Enacom speaker filters have been around awhile, though almost no one knows about them. Barely a trace of information exists on these oddball filters from the Combak Corp. of Japan that look like a bloated shotgun-shell canister with two wires extending from one end. Even the ravenous Internet audio newsgroups have missed this one.
I found one person who didn't. David Magnan, owner and designer of Magnan Audio Cables of Camarillo, Calif., is known as one of the more dedicated ``tweakers'' in the audio business. Although his company manufactures cables for audio exotica, he relentlessly fine- tunes his own system. (For a rundown of his super tweaks, visit magnan.com/column.shtml.) He calls the Enacom filters a breakthrough product.

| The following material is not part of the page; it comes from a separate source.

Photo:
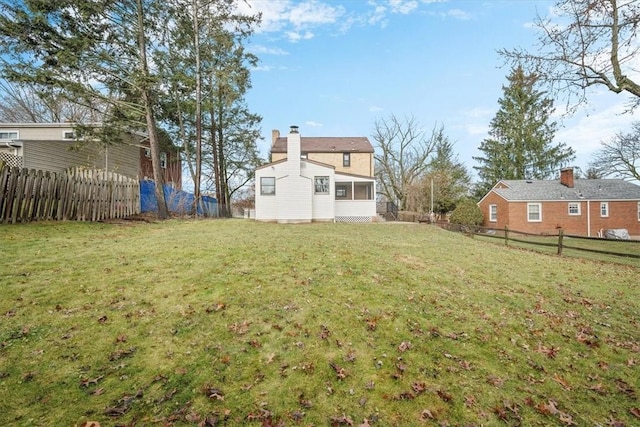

``It's a new idea,'' he says.
The wires from each filter connect to the speaker terminals like standard speaker wire. How the Enacoms work is unclear, but they contain capacitors that, says Combak, eliminate ``ringing distortion'' created by load resistance and also radio-frequency (RF) interference picked up by the unshielded speaker wire.
``They say it rolls off the high-frequency ringing,'' says Magnan, ``but I don't quite believe it. I just go with the empirical result. They create a wonderful improvement.''
With the filters installed, music seems to emerge from a deeper, blacker background. In techno talk, the ``noise floor'' is greatly reduced. Vocals and resonant instruments like piano and acoustic guitar are particularly affected. The sound is more expansive and more immediate.
On ``The Wind,'' from Dominique Eade's beautifully recorded ``When the Wind was Cool'' (the songs of Chris Connor and June Christy) on RCA Victor, the final note off Steve Nelson's vibraphone hangs in the air, as if it could be snagged with a net. Without the filters, my system could not re-create that dramatic effect.
The first hour with the Enacom filters is like watching a spring ritual, the birth of a butterfly. Because a new capacitor needs an electrical charge, the initial performance of the filter is dreadful. Sound virtually collapses. As the capacitor charges slowly, you can almost see the sound grow horizontally. Then it gets deeper. Finally, it's full-bloom springtime.